YARV: Yet Another Ruby VM (SASADA Koichi)
本人は非常に心配していたようだが、実はRubyConf 2004で一番評価が高いプレゼンのような気がする。 よく頑張りました。
YARVはRubyを対象としたVM(virtual machine)で、以下の特徴を持つ。
YARVが成功した暁にはRiteの実装(のベース)として採用されることが決まっている。 ながらく話だけだったRiteに動きがあったのは喜ばしいことだ。 ベンチマークも紹介され、それなりに速くなってる(というか、今のRubyが遅いんだけど)ことが示された。
"Test::Unit".downcase.sub(/::/,"/") (Nathaniel Talbott)
Test::Unitの作者であるNathaniel Talbottが「よりRubyっぽい」テストスイートについて語る。 「標準添付されると変化させにくいよね」。まったくだ。 「test/unit2」として開発中だとか。
RubyZine (Shashank Date)
飛び入りの発表。Bill Venners(artima.comの中の人)が音頭をとって、 Rubyに関するWebzineを発行することに決めた、とのこと。 個人的には「『るびま』と記事交換ができればよいね」という話をすでにしている。
Objective-C: A Retrospective (Brad Cox)
Objective-Cの設計者であるBrad Coxによるプレゼンテーション。聞きたかった。 Objective-Cや彼の著作『オブジェクト指向のプログラミング』から学んだこともたくさんあったから。
ところで、彼の話の後半は、彼の最近の活動であるDRM(Digital Rights Management)関係の話だったようだ。 RubyConf出席者にはちょっと面白くなかった、かも。
参考にしたリンク
RubyX (John Knight)
初日に発表するはず(だったが遅れて間に合わなかった)John Knightが15分だけ発表。 RubyXはあらゆるスクリプトがRubyで書かれたLinuxディストリビューションである。 興味深い試みだ。が、なにもそこまで、という気もしないでもない。
Ruby on Windows (Dan Berger)
RubyはWindowsにおいて弱い(私のせいだ)。 その点を改善するためのwin32utilプロジェクトについて。 win32utilを使えば、Windowsサービスを検索する、操作する、登録することが可能になり、 Windowsスクリプティングが容易になる、らしい。 もうちょっとWindowsプログラミングについて知っていたらもっと役立てるんだけどな。
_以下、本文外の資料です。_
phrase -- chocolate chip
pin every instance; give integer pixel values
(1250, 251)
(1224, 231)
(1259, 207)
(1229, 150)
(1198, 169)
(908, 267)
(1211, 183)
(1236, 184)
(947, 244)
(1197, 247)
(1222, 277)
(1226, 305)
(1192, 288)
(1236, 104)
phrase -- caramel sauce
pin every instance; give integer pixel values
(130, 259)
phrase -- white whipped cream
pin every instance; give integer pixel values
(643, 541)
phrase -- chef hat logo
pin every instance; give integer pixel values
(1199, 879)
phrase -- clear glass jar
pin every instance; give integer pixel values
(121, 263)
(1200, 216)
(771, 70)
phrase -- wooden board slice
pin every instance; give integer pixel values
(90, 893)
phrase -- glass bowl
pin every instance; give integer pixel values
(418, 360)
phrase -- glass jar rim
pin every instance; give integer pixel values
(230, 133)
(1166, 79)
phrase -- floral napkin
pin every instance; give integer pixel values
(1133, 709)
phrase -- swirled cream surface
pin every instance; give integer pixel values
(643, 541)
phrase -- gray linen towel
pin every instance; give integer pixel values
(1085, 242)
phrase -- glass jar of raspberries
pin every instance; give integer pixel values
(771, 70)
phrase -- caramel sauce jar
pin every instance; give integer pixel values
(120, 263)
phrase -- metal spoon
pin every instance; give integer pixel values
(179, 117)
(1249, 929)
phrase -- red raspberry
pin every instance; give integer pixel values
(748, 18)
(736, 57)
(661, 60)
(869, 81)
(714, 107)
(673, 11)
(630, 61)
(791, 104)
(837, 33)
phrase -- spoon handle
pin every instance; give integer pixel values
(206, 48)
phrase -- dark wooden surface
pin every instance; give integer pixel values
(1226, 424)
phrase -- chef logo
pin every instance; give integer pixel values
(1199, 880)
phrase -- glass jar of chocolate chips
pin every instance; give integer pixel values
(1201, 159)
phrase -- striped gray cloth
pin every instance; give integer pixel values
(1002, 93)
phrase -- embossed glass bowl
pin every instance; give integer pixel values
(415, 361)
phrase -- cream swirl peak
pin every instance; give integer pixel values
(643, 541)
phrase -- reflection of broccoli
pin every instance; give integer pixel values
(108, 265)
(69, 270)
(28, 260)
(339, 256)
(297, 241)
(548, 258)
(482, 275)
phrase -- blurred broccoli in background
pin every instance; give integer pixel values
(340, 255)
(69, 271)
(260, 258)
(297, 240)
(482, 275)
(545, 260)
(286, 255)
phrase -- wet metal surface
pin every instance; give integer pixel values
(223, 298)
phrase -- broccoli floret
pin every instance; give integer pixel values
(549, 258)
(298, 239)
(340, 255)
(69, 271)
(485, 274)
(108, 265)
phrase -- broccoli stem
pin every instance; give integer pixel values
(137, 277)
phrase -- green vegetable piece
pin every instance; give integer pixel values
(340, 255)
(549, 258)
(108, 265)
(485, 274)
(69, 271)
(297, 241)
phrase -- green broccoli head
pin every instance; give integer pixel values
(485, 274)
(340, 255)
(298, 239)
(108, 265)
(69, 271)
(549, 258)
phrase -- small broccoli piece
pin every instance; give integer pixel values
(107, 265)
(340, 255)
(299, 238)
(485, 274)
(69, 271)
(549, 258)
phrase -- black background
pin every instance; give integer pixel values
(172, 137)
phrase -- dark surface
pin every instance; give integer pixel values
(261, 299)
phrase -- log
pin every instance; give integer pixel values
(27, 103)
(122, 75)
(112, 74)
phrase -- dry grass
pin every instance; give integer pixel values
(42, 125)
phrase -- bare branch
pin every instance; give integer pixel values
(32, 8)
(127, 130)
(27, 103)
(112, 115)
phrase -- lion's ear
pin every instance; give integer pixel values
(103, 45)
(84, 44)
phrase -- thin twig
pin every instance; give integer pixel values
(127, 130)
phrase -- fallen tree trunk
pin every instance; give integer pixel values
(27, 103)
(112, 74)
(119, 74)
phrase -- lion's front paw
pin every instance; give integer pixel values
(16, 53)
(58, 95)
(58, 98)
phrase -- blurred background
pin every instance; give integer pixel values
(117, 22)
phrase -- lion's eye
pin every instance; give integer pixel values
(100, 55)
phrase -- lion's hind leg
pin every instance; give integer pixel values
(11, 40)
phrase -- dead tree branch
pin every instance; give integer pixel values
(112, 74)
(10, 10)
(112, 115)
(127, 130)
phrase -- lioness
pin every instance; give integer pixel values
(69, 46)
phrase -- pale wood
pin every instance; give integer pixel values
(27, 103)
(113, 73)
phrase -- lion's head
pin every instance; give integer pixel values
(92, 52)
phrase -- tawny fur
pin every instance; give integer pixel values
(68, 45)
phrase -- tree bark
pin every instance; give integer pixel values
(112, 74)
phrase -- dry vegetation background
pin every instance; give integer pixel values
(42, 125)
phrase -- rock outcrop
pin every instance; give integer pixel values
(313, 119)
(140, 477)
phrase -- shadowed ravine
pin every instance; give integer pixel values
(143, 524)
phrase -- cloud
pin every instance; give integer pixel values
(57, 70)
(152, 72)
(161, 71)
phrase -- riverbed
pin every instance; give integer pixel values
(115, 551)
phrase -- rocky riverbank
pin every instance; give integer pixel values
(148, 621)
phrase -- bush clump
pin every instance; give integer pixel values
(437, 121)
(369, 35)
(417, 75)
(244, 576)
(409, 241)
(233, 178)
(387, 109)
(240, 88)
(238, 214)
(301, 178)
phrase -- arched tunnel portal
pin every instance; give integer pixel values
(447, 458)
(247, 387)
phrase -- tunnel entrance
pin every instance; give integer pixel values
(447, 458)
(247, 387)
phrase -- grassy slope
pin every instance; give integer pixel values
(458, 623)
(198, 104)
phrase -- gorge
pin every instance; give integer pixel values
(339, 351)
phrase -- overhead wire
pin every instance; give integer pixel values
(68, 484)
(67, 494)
How Dynamic Can You Get? (Jamis Buck)
BYU(Brigham Young University 個人的に知り合いが一杯行ってる大学)のJamis Buckによる Dependency Injection (またはInvesion of Control)の紹介。 Ruby用IoCコンテナCoplandを題材にしていたらしい。
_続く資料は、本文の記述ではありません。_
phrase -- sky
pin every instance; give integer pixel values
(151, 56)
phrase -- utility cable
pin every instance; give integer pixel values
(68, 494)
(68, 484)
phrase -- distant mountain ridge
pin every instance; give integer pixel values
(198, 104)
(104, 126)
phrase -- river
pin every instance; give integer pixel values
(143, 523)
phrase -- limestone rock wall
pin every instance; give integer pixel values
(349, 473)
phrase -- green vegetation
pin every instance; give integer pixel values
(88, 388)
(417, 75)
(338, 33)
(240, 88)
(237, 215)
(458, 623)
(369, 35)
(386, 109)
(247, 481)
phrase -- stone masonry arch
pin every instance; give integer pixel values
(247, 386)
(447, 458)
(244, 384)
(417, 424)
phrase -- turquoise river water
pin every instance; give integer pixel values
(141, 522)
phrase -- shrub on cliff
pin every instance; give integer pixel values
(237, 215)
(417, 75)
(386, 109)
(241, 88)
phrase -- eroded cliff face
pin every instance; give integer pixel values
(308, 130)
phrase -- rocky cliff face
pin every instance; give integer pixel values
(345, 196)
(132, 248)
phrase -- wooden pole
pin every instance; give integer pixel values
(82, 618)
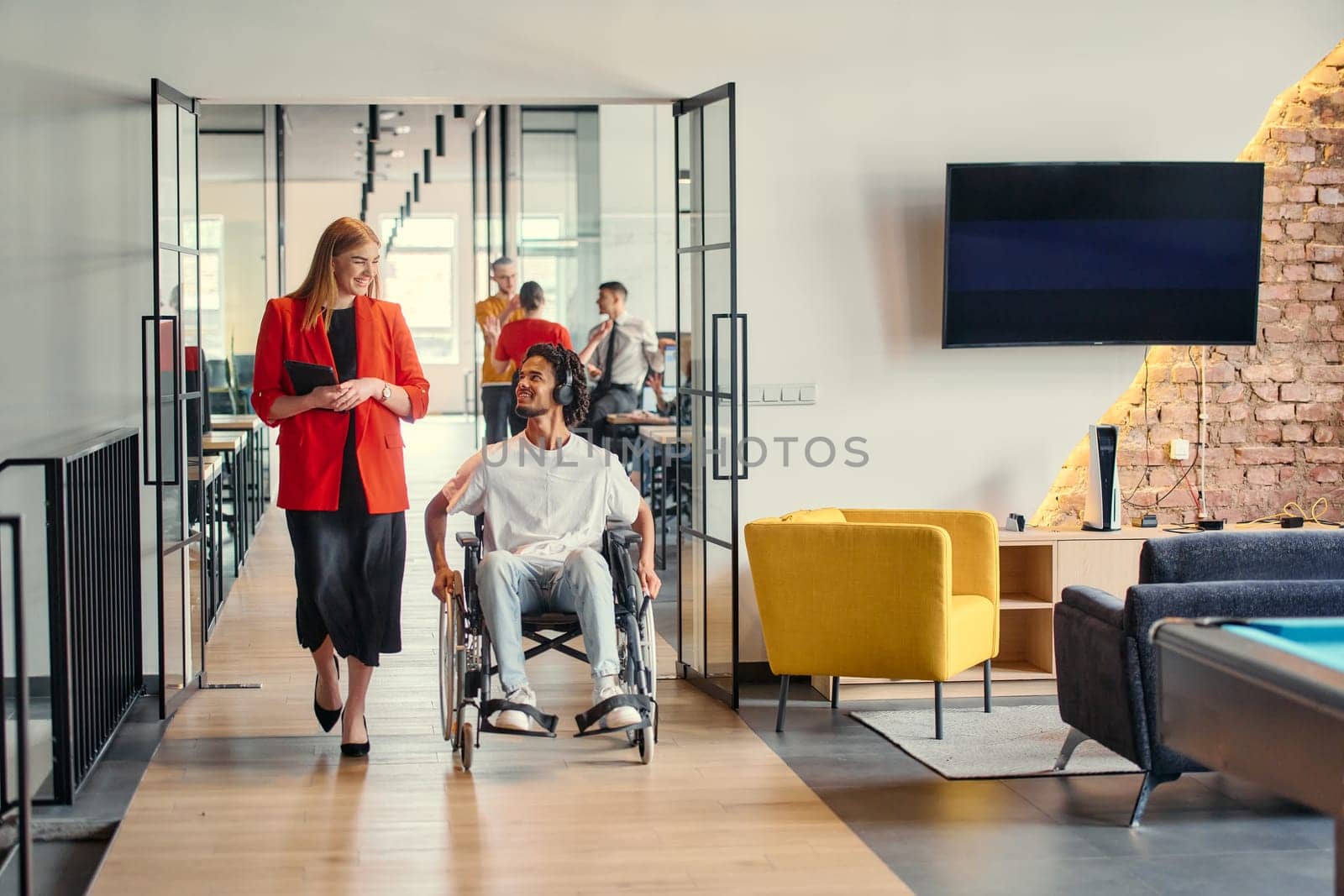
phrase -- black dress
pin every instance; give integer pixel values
(349, 563)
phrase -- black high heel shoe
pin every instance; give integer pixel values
(327, 718)
(355, 752)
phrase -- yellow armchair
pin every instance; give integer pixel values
(877, 594)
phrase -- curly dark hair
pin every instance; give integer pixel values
(577, 410)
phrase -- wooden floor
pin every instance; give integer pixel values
(248, 797)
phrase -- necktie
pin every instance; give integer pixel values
(611, 355)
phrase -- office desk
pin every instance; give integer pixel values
(1263, 700)
(210, 515)
(259, 446)
(660, 438)
(228, 446)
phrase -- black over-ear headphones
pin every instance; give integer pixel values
(564, 382)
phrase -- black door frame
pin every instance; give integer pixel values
(154, 322)
(737, 390)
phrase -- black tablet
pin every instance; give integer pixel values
(307, 376)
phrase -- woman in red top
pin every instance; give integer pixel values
(515, 338)
(342, 473)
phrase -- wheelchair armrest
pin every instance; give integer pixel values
(625, 537)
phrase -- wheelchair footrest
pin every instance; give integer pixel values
(640, 701)
(548, 721)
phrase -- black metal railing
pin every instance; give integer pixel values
(17, 799)
(92, 516)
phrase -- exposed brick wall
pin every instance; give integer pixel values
(1276, 432)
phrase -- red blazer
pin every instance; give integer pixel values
(312, 443)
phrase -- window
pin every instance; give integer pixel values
(418, 275)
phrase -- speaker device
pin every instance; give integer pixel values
(1101, 511)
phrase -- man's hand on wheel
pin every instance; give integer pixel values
(447, 582)
(649, 579)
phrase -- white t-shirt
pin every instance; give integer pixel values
(543, 504)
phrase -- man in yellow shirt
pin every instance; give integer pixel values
(497, 402)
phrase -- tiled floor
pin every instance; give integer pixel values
(1202, 835)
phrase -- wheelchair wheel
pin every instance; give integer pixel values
(467, 735)
(452, 668)
(647, 738)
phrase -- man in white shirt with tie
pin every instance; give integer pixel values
(624, 349)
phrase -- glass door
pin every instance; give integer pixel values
(714, 385)
(172, 396)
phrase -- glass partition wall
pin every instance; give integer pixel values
(172, 411)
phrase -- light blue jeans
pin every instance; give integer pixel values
(511, 586)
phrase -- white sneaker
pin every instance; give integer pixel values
(514, 719)
(620, 716)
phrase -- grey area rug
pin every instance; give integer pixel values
(1011, 741)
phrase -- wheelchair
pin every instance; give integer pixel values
(467, 665)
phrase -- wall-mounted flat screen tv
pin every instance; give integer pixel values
(1102, 253)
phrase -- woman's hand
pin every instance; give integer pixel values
(326, 398)
(491, 329)
(649, 579)
(448, 584)
(355, 392)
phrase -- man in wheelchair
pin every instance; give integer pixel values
(546, 495)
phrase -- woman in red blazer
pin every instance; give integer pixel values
(342, 472)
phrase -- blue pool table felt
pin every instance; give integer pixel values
(1320, 641)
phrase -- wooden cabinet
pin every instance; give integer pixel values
(1034, 567)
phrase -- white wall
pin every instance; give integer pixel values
(847, 116)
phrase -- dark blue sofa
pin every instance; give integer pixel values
(1105, 663)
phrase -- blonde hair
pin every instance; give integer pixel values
(319, 289)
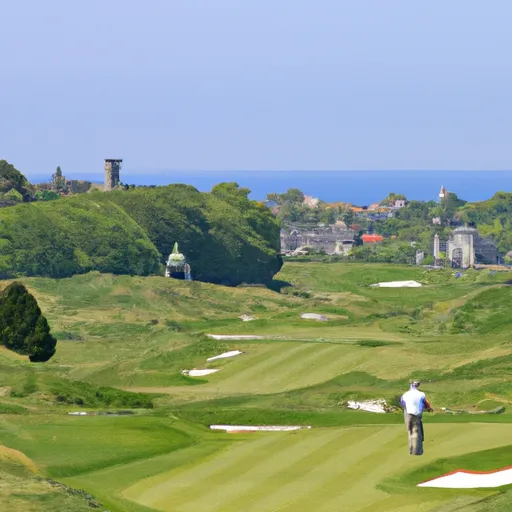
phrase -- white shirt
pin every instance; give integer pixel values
(413, 401)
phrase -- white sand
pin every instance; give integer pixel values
(231, 353)
(471, 480)
(314, 316)
(398, 284)
(252, 428)
(234, 337)
(368, 405)
(199, 373)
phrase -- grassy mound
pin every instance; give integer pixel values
(123, 342)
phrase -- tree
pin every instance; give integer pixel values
(23, 328)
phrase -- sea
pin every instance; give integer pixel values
(357, 187)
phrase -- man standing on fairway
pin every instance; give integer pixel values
(414, 402)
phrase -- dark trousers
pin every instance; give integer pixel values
(415, 433)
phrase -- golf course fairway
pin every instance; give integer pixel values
(320, 470)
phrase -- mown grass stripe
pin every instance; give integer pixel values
(317, 485)
(272, 464)
(181, 481)
(302, 474)
(251, 379)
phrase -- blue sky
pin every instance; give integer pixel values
(255, 84)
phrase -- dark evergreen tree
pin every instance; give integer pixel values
(23, 327)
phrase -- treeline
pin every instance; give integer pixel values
(226, 237)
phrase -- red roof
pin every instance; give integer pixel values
(372, 238)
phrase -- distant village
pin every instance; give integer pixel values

私自身がIoCを十分に理解しているとはいえないので、これ以上のコメントは難しい。 発表したJamis自身も「IoCが十分に伝わらなくて残念だ」と自分のBlogに書いている。
Code generation with Ruby in a heterogenous network application (Gorden James Miller)
「Rubyはコード生成ツールとして非常に有効だ」という話。 目には見えなくてもRubyはあちこちで活躍しています。
参考にしたリンク
全体に良い印象をあちこちで目にしたので、今年のカンファレンスも成功だったのではないだろうか。 普段ネットでやりとりしている人でも、たまに直接会うと新しい知見があったり、 いろんな人の意見を聞くと新しいアイディアが沸いたりする。 カンファレンスってのはそういう意味で有意義だと思う。
来年は行きたいなあ。10月の前半は外してくれるといいんだがなあ。